Additional Information and Where to Find It
This
Current Report on Form 8-K relates to a proposed transaction between Kingswood, Holdings, Kingswood Merger Sub, Wentworth Merger Sub and
Wentworth. In connection with the transaction described herein, Kingswood and Wentworth intend to cause Holdings, to file relevant materials
with the SEC, including a proxy statement/prospectus. The proxy statement/prospectus will be sent to all Kingswood stockholders. Kingswood
and Holdings will also file other documents regarding the proposed transaction with the SEC. Before making any voting or investment decision,
investors and security holders of Kingswood are urged to read the S-4 Registration Statement, the proxy statement/prospectus and all other
relevant documents filed or that will be filed with the SEC in connection with the proposed transaction as they become available because
they will contain important information about the proposed transaction.
Investors and security holders will be able to
obtain free copies of the proxy statement/prospectus and all other relevant documents filed or that will be filed with the SEC by the
Company through the website maintained by the SEC at www.sec.gov or by directing a request to the Company at Michael Nessim, Chief Executive
Officer, Kingswood Acquisition Corp., Email: mnessim@kingswoodus.com, (212) 404-7002.
Participants in the Solicitation
Kingswood, Holdings, Kingswood Merger Sub, Wentworth
Merger Sub, Wentworth and their respective directors and executive officers may be deemed to be participants in the solicitation of proxies
from the Kingswood’s stockholders in connection with the proposed transaction. Information about the Kingswood’s directors
and executive officers and their ownership of the Company’s securities is set forth in the Kingswood’s filings with the SEC.
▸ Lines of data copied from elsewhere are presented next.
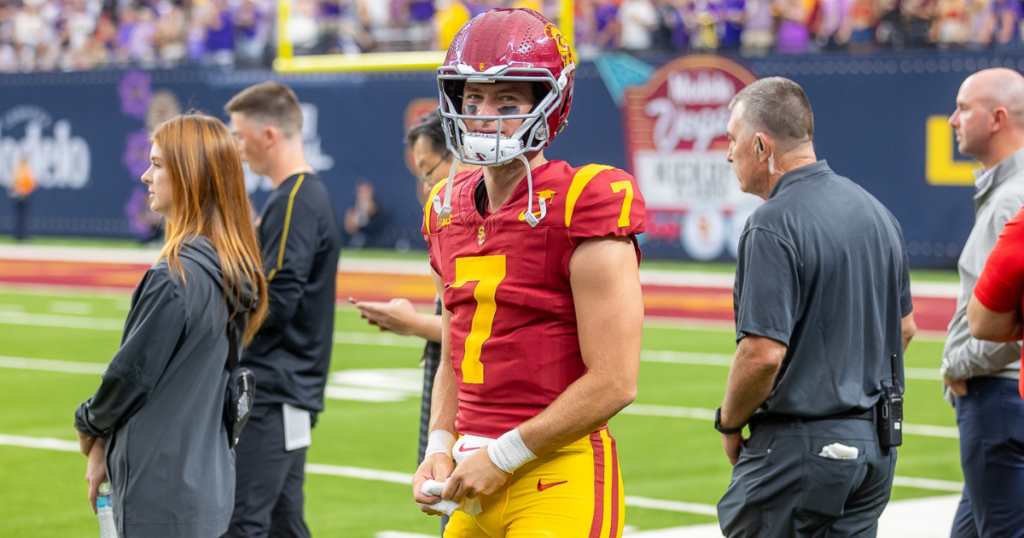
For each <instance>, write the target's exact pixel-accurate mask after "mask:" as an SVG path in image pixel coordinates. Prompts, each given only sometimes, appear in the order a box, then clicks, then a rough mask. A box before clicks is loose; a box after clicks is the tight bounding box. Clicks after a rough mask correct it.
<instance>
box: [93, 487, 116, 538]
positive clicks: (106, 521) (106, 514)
mask: <svg viewBox="0 0 1024 538" xmlns="http://www.w3.org/2000/svg"><path fill="white" fill-rule="evenodd" d="M96 515H97V516H98V518H99V538H118V530H117V528H116V527H115V526H114V506H113V505H112V504H111V484H110V483H109V482H104V483H102V484H100V485H99V495H97V496H96Z"/></svg>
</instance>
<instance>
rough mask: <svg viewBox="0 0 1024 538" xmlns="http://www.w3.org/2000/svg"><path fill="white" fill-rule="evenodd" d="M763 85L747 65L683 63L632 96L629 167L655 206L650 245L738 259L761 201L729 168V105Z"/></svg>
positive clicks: (631, 101) (671, 68)
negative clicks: (740, 182) (676, 245)
mask: <svg viewBox="0 0 1024 538" xmlns="http://www.w3.org/2000/svg"><path fill="white" fill-rule="evenodd" d="M755 80H757V77H755V76H754V75H753V74H752V73H751V72H750V71H748V70H746V69H744V68H743V67H741V66H740V65H738V64H736V63H734V61H732V60H729V59H726V58H724V57H721V56H716V55H710V54H700V55H688V56H683V57H680V58H677V59H675V60H673V61H671V63H670V64H667V65H666V66H665V67H663V68H662V69H659V70H658V71H657V72H655V73H654V75H653V76H652V77H651V78H650V80H648V81H647V83H646V84H645V85H643V86H637V87H632V88H629V89H627V90H626V99H625V105H624V109H623V112H624V115H625V121H624V126H625V130H626V133H625V135H626V140H627V142H626V143H627V159H628V160H629V162H630V168H631V170H633V175H634V176H635V177H636V179H637V182H638V183H639V185H640V190H641V191H642V192H643V196H644V200H645V201H646V203H647V233H646V234H645V235H644V241H645V242H652V243H655V244H662V245H667V246H669V245H671V246H676V245H678V246H681V247H682V249H683V250H684V251H685V253H686V255H687V257H690V258H693V259H697V260H713V259H735V257H736V245H737V243H738V241H739V235H740V233H741V232H742V229H743V223H744V222H745V221H746V217H748V216H750V214H751V212H752V211H754V209H755V208H757V206H758V205H760V203H761V200H760V199H759V198H757V197H755V196H753V195H748V194H743V193H742V192H740V191H739V182H738V181H737V179H736V175H735V173H734V172H733V169H732V164H731V163H729V162H728V161H726V158H725V156H726V152H727V151H728V148H729V139H728V136H727V135H726V125H727V124H728V122H729V101H730V100H731V99H732V97H733V96H735V94H736V93H737V92H739V90H741V89H743V88H744V87H745V86H746V85H748V84H751V83H753V82H754V81H755Z"/></svg>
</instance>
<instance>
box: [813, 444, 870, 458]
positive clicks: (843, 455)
mask: <svg viewBox="0 0 1024 538" xmlns="http://www.w3.org/2000/svg"><path fill="white" fill-rule="evenodd" d="M858 454H860V450H858V449H857V447H848V446H846V445H841V444H839V443H833V444H831V445H827V446H824V447H821V453H820V454H818V455H819V456H821V457H824V458H828V459H857V455H858Z"/></svg>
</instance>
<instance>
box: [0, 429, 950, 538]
mask: <svg viewBox="0 0 1024 538" xmlns="http://www.w3.org/2000/svg"><path fill="white" fill-rule="evenodd" d="M0 445H7V446H13V447H22V448H31V449H44V450H56V451H60V452H78V451H79V445H78V443H77V442H74V441H65V440H59V439H50V438H30V437H22V436H5V434H0ZM306 472H307V473H309V474H322V475H329V477H343V478H347V479H355V480H366V481H374V482H386V483H389V484H398V485H402V486H409V485H410V484H412V482H413V475H412V474H410V473H408V472H396V471H392V470H379V469H367V468H361V467H348V466H342V465H327V464H323V463H307V464H306ZM893 484H894V485H896V486H904V487H911V488H924V489H930V490H939V491H962V490H963V487H964V485H963V484H961V483H956V482H948V481H938V480H931V479H910V478H904V477H896V478H894V479H893ZM625 500H626V505H627V506H634V507H638V508H649V509H655V510H667V511H675V512H683V513H697V514H701V515H710V516H713V518H717V516H718V510H717V508H716V507H715V506H714V505H712V504H701V503H695V502H683V501H670V500H665V499H650V498H647V497H637V496H633V495H627V496H626V499H625ZM893 504H898V503H893ZM680 529H682V528H680ZM378 536H381V535H380V534H378ZM387 536H391V537H394V538H398V537H400V536H404V535H402V534H401V533H396V534H389V535H387ZM666 536H669V535H666ZM671 536H684V535H676V534H673V535H671Z"/></svg>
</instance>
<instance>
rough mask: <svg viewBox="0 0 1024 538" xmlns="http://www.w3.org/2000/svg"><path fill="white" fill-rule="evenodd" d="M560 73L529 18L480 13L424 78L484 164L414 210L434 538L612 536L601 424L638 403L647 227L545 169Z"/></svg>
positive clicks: (455, 137) (569, 182)
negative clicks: (546, 156) (618, 411)
mask: <svg viewBox="0 0 1024 538" xmlns="http://www.w3.org/2000/svg"><path fill="white" fill-rule="evenodd" d="M574 68H575V64H574V58H573V57H572V53H571V51H570V49H569V47H568V45H567V43H566V41H565V39H564V37H563V36H562V35H561V33H560V32H559V31H558V29H557V28H556V27H555V26H554V25H552V24H551V23H550V22H548V20H547V19H546V18H544V17H543V16H542V15H540V14H539V13H537V12H535V11H531V10H528V9H494V10H490V11H487V12H484V13H483V14H481V15H479V16H477V17H476V18H474V19H473V20H471V22H470V23H469V24H468V25H467V26H466V27H464V28H463V30H462V31H461V32H460V33H459V35H458V36H457V37H456V39H455V41H454V42H453V44H452V47H451V48H450V49H449V53H447V57H446V59H445V61H444V65H443V66H442V67H441V68H439V69H438V76H437V77H438V85H439V87H440V97H441V113H442V118H443V120H444V122H445V126H444V128H445V132H446V133H447V135H449V137H450V139H449V144H450V148H451V149H452V151H453V152H454V153H455V154H456V155H457V156H459V159H460V160H461V161H463V162H465V163H469V164H476V165H481V166H482V167H483V168H482V169H479V170H476V171H472V172H468V173H463V174H455V168H454V167H453V169H452V172H451V174H450V178H449V179H447V180H445V181H442V182H440V183H438V184H437V185H436V187H435V188H434V189H433V191H432V192H431V194H430V197H429V199H428V201H427V205H426V207H425V208H424V225H423V233H424V236H425V237H426V239H427V242H428V245H429V250H430V264H431V267H432V270H433V279H434V284H435V285H436V287H437V290H438V293H439V294H440V296H441V298H442V303H443V309H442V313H441V316H442V321H441V327H442V342H441V362H440V366H439V368H438V372H437V374H436V377H435V379H434V391H433V400H432V410H431V420H430V438H429V443H428V449H427V456H426V459H425V460H424V462H423V464H421V465H420V467H419V469H418V470H417V472H416V475H415V478H414V479H413V486H414V496H415V499H416V501H417V502H418V503H420V506H421V509H422V510H423V511H425V512H427V513H437V512H438V511H440V510H441V509H442V508H443V503H441V501H442V500H446V501H454V502H456V503H461V505H462V509H461V510H459V511H455V512H454V514H453V516H452V520H451V522H450V523H449V526H447V528H446V530H445V534H444V536H445V537H449V538H452V537H460V538H462V537H472V538H477V537H479V538H485V537H489V538H499V537H504V536H509V537H511V536H524V535H527V534H528V535H530V536H540V535H542V534H543V535H544V536H602V537H606V536H621V535H622V530H623V524H624V522H625V513H624V490H623V483H622V479H621V477H620V475H618V462H617V458H616V455H615V443H614V440H613V439H612V438H611V437H610V436H609V434H608V431H607V426H606V423H607V421H608V419H609V418H611V417H612V416H614V415H615V413H617V412H618V411H620V410H622V409H623V408H624V407H626V406H627V405H629V404H630V403H631V402H632V401H633V399H634V398H635V396H636V385H637V375H638V372H639V359H640V336H641V330H642V323H643V301H642V297H641V293H640V281H639V273H638V265H639V261H640V250H639V248H638V245H637V240H636V235H637V234H640V233H642V232H643V231H644V230H645V225H646V223H645V214H646V212H645V207H644V199H643V196H642V195H641V193H640V190H639V188H638V187H637V183H636V180H635V179H634V178H633V177H632V176H631V175H629V174H628V173H626V172H624V171H622V170H616V169H614V168H612V167H609V166H600V165H594V164H591V165H587V166H584V167H582V168H574V167H572V166H570V165H568V164H566V163H565V162H562V161H548V160H547V159H546V158H545V156H544V148H545V147H546V146H547V144H548V143H549V142H550V141H551V140H552V139H553V138H554V137H555V136H556V135H557V134H558V132H559V131H560V130H561V129H562V128H563V127H564V125H565V122H566V116H567V115H568V111H569V107H570V105H571V98H572V81H573V70H574ZM457 437H459V439H458V442H457ZM453 455H454V457H455V459H456V461H457V462H458V467H457V468H455V469H453V463H452V458H453ZM428 481H433V482H428ZM434 483H443V486H442V488H443V489H442V491H439V495H437V494H431V493H430V492H433V493H437V492H438V490H435V489H431V488H435V487H439V486H437V485H436V484H434ZM425 486H426V487H427V490H428V491H424V489H425ZM467 499H468V501H467ZM474 505H476V506H474Z"/></svg>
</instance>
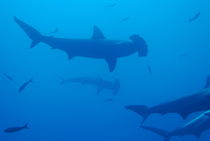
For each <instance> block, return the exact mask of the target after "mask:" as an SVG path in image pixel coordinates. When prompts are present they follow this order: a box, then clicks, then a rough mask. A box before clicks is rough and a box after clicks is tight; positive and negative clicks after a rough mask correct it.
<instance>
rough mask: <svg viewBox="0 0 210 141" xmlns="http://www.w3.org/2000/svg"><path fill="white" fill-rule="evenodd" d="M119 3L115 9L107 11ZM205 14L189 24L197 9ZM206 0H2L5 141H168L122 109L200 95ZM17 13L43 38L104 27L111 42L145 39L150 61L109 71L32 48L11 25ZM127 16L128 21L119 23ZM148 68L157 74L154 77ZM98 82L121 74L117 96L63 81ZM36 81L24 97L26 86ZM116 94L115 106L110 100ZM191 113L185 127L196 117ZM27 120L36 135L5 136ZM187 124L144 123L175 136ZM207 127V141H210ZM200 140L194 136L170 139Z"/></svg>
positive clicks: (1, 81)
mask: <svg viewBox="0 0 210 141" xmlns="http://www.w3.org/2000/svg"><path fill="white" fill-rule="evenodd" d="M113 3H117V5H116V6H114V7H108V5H110V4H113ZM198 11H199V12H200V13H201V15H200V17H199V18H198V19H197V20H196V21H194V22H191V23H189V22H188V19H189V18H191V17H193V16H194V15H195V14H196V13H197V12H198ZM209 14H210V2H209V0H200V1H198V0H184V1H183V0H176V1H174V0H158V1H157V0H106V1H105V0H100V1H99V0H44V1H43V0H7V1H6V0H2V1H1V2H0V17H1V18H0V33H1V34H0V37H1V38H0V46H1V47H0V73H1V74H3V73H7V74H9V75H10V76H12V77H13V78H14V82H10V81H9V80H7V79H6V78H5V77H4V76H2V75H1V77H0V117H1V118H0V130H1V133H0V139H1V140H2V141H46V140H49V141H85V140H87V141H140V140H141V141H150V140H151V141H154V140H155V141H162V137H160V136H158V135H156V134H153V133H151V132H148V131H145V130H141V129H140V128H139V125H140V123H141V117H140V116H138V115H137V114H135V113H133V112H130V111H128V110H126V109H125V108H124V106H125V105H129V104H144V105H148V106H152V105H156V104H159V103H162V102H165V101H170V100H174V99H176V98H180V97H183V96H186V95H189V94H191V93H193V92H195V91H199V90H201V89H202V88H203V86H204V84H205V79H206V76H207V75H209V74H210V61H209V59H210V57H209V52H210V48H209V47H210V40H209V35H210V26H209V25H210V16H209ZM13 16H17V17H18V18H20V19H22V20H23V21H25V22H27V23H29V24H30V25H33V26H34V27H36V29H38V30H39V31H40V32H41V33H42V34H44V35H49V36H51V35H52V33H51V32H52V31H54V30H55V29H56V28H58V29H59V30H58V32H57V33H55V34H53V35H52V36H55V37H64V38H90V37H91V35H92V27H93V26H94V25H97V26H99V27H100V28H101V29H102V31H103V32H104V34H105V36H106V37H107V38H108V39H120V40H128V39H129V36H130V35H132V34H139V35H140V36H142V37H143V38H144V39H145V40H146V41H147V44H148V46H149V54H148V56H147V57H142V58H141V57H138V55H137V54H134V55H132V56H129V57H125V58H122V59H119V60H118V64H117V67H116V69H115V71H114V72H112V73H110V72H109V71H108V69H107V64H106V63H105V61H103V60H96V59H88V58H82V57H76V58H73V59H72V60H68V58H67V55H66V54H65V53H64V52H62V51H59V50H52V49H50V47H49V46H48V45H46V44H42V43H41V44H39V45H38V46H36V47H35V48H33V49H30V48H29V45H30V43H31V40H30V39H29V38H28V37H27V36H26V34H25V33H24V32H23V31H22V30H21V29H20V28H19V27H18V26H17V24H16V23H15V22H14V20H13ZM126 17H129V19H128V20H127V21H124V22H122V21H121V20H122V19H124V18H126ZM148 66H151V69H152V73H150V72H149V71H148ZM80 76H93V77H95V76H101V77H103V78H104V79H107V80H114V79H115V78H119V79H120V81H121V89H120V92H119V94H118V95H117V96H112V95H111V94H110V91H106V90H104V91H102V93H100V94H99V95H97V94H96V89H95V87H91V86H86V85H85V86H83V85H79V84H78V85H77V84H72V85H65V86H61V85H60V84H59V83H60V81H61V79H63V78H69V77H80ZM31 77H32V78H33V79H34V82H33V83H32V84H31V85H30V86H28V87H27V88H26V89H25V90H24V92H22V93H18V92H17V90H18V88H19V86H20V85H21V84H22V83H24V82H25V81H26V80H28V79H30V78H31ZM107 98H113V99H114V101H113V102H106V101H105V99H107ZM196 115H197V114H192V115H191V116H190V117H189V118H188V119H187V121H189V120H190V119H192V117H195V116H196ZM25 123H29V128H30V129H29V130H24V131H21V132H17V133H13V134H6V133H4V132H3V130H4V129H5V128H8V127H12V126H21V125H24V124H25ZM184 123H186V121H184V120H183V119H181V118H180V116H178V115H177V114H167V115H164V116H161V115H157V114H154V115H152V116H150V118H149V119H148V120H147V121H146V122H145V124H147V125H151V126H154V127H161V128H163V129H165V130H169V131H170V130H173V129H175V128H177V127H179V126H182V125H183V124H184ZM209 133H210V131H207V132H205V133H203V134H202V136H201V138H200V139H199V140H200V141H208V140H209V137H210V135H209ZM186 140H190V141H197V139H196V137H194V136H189V135H188V136H184V137H173V138H172V139H171V141H186Z"/></svg>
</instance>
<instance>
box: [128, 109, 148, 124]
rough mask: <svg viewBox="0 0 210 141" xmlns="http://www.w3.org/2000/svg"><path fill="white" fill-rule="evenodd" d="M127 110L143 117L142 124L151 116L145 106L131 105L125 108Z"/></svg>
mask: <svg viewBox="0 0 210 141" xmlns="http://www.w3.org/2000/svg"><path fill="white" fill-rule="evenodd" d="M125 108H126V109H128V110H131V111H133V112H135V113H137V114H139V115H140V116H142V117H143V120H142V124H143V123H144V122H145V120H146V119H147V118H148V116H149V115H150V112H149V108H148V107H147V106H144V105H129V106H125Z"/></svg>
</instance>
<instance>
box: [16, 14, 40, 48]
mask: <svg viewBox="0 0 210 141" xmlns="http://www.w3.org/2000/svg"><path fill="white" fill-rule="evenodd" d="M14 20H15V22H16V23H17V24H18V25H19V26H20V27H21V29H22V30H23V31H24V32H25V33H26V34H27V35H28V37H29V38H30V39H31V40H32V43H31V46H30V47H31V48H33V47H35V46H36V45H37V44H39V43H40V42H41V41H42V38H43V36H42V35H41V33H40V32H39V31H37V30H36V29H34V28H33V27H32V26H30V25H28V24H26V23H24V22H23V21H21V20H20V19H18V18H17V17H14Z"/></svg>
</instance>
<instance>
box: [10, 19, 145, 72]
mask: <svg viewBox="0 0 210 141" xmlns="http://www.w3.org/2000/svg"><path fill="white" fill-rule="evenodd" d="M14 20H15V22H16V23H17V24H18V25H19V26H20V27H21V28H22V29H23V30H24V32H25V33H26V34H27V35H28V36H29V38H30V39H31V40H32V44H31V48H33V47H35V46H36V45H37V44H39V43H40V42H43V43H45V44H48V45H49V46H51V47H52V49H59V50H62V51H64V52H66V53H67V55H68V57H69V59H71V58H73V57H76V56H81V57H88V58H97V59H104V60H105V61H106V62H107V64H108V66H109V71H110V72H112V71H114V69H115V67H116V64H117V59H118V58H120V57H125V56H129V55H131V54H134V53H136V52H138V54H139V56H140V57H144V56H147V53H148V47H147V44H146V42H145V40H144V39H143V38H142V37H140V36H139V35H132V36H130V40H131V41H120V40H108V39H106V38H105V36H104V35H103V33H102V31H101V30H100V29H99V28H98V27H97V26H94V31H93V36H92V38H90V39H64V38H55V37H52V36H43V35H41V33H40V32H39V31H37V30H36V29H34V28H33V27H31V26H29V25H28V24H26V23H24V22H23V21H21V20H19V19H18V18H16V17H14Z"/></svg>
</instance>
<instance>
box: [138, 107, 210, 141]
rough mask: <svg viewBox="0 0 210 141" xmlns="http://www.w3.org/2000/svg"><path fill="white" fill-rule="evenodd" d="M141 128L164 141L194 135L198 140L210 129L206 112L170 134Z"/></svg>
mask: <svg viewBox="0 0 210 141" xmlns="http://www.w3.org/2000/svg"><path fill="white" fill-rule="evenodd" d="M141 128H143V129H146V130H149V131H152V132H154V133H156V134H159V135H160V136H162V137H164V141H169V140H170V139H171V138H172V137H173V136H185V135H194V136H196V137H197V138H200V136H201V134H202V133H203V132H205V131H207V130H209V129H210V111H206V112H204V113H203V114H201V115H200V116H198V117H196V118H195V119H193V120H191V121H190V122H189V123H187V124H186V125H184V126H183V127H181V128H178V129H176V130H174V131H172V132H166V131H164V130H162V129H158V128H153V127H147V126H142V127H141Z"/></svg>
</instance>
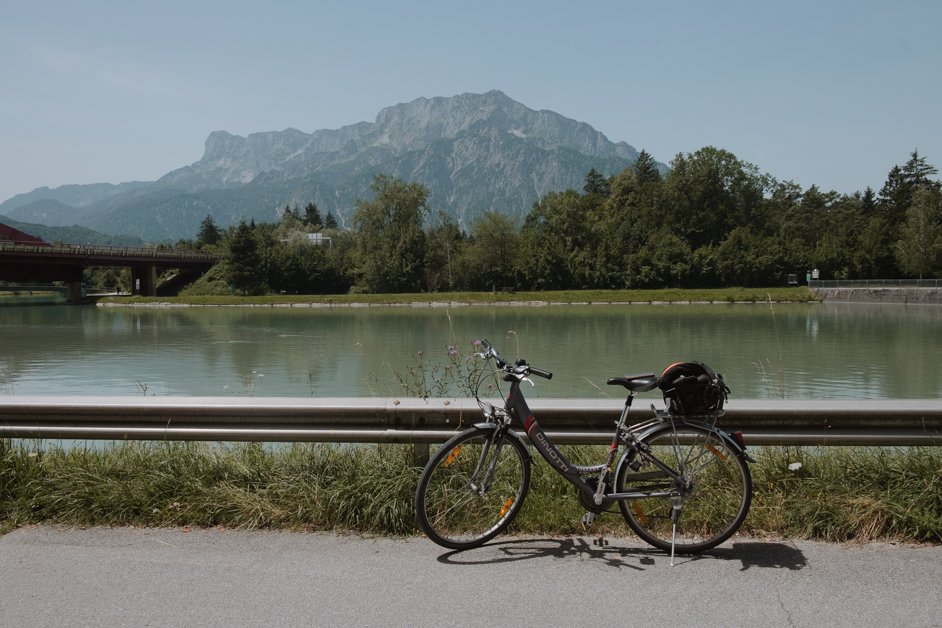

Additional information regarding the interests of those persons and other persons who may be deemed participants in the proposed transaction
may be obtained by reading the proxy statement/prospectus regarding the proposed transaction when it becomes available. You may obtain
free copies of these documents as described in the preceding paragraph.
Non-Solicitation
This Current Report on Form 8-K is not a proxy
statement or solicitation of a proxy, consent or authorization with respect to any securities or in respect of the potential transaction
and shall not constitute an offer to sell or a solicitation of an offer to buy the securities of the Kingswood, Holdings, Kingswood Merger
Sub, Wentworth Merger Sub or Wentworth, nor shall there be any sale of any such securities in any state or jurisdiction in which such
offer, solicitation, or sale would be unlawful prior to registration or qualification under the securities laws of such state or jurisdiction.
No offer of securities shall be made except by means of a prospectus meeting the requirements of the Securities Act of 1933, as amended.